狭山事件:冤罪訴える石川さん 半世紀ドキュメント映画に
毎日新聞 2013年11月02日 12時39分(最終更新 11月02日 14時57分)
埼玉県狭山市で女子高校生が殺害された「狭山事件」で無期懲役が確定し、冤罪(えんざい)を訴え続けている石川一雄さん(74)=仮釈放中=の日常を切り取ったドキュメンタリー映画「SAYAMA みえない手錠をはずすまで」(105分)が完成した。事件発生から50年。金聖雄(キム・ソンウン)監督(50)は「石川さんの人となりを知り、半世紀の重みを改めて感じてほしい」と話している。
作家の落合恵子さんや漫画家のやくみつるさんらが呼び掛け人となり製作された。朝のジョギングや茶の間で妻の手料理を食べるシーンなど穏やかな光景が映し出される。
裁判所の前のシーンでは「殺人犯というレッテルを貼られたままで、今も苦しんでおります」と、マイクを握って訴える。両親の墓参りを「無罪が認められるまで行けない」と拒んだり、夜間中学に行く夢を語ったりする場面もある。
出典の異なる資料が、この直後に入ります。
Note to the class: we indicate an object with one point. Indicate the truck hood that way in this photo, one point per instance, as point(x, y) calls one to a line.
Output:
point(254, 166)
石川さんは「事件の映画は何本もあるが、一番私に近づいて、踏み込んだ作品。ちょっと恥ずかしいけれど、事件に関心を持ってもらえればありがたい」。妻早智子さんも「この映画を見て人間石川一雄と、狭山事件を知っていただくきっかけになれば」と話す。
製作委員会は3日までYMCAアジア青少年センター(東京都千代田区)で上映会を開催中。12、13日に兵庫県民会館(神戸市中央区)でも上映するほか、自主上映会の開催を呼び掛けている。問い合わせは同委員会(042・316・5882)。【奥山はるな】
◇ことば【狭山事件】
1963年5月、埼玉県狭山市の女子高校生(当時16歳)が殺害され、遺体で見つかった事件。生徒が帰宅せず、父親に20万円を要求する脅迫状が届いたため捜査員が張り込んだが、犯人は逃走した。石川一雄さんが強盗殺人罪などで逮捕され、無期懲役が確定。94年12月に仮釈放された。石川さんは現在、第3次再審請求を申し立てている。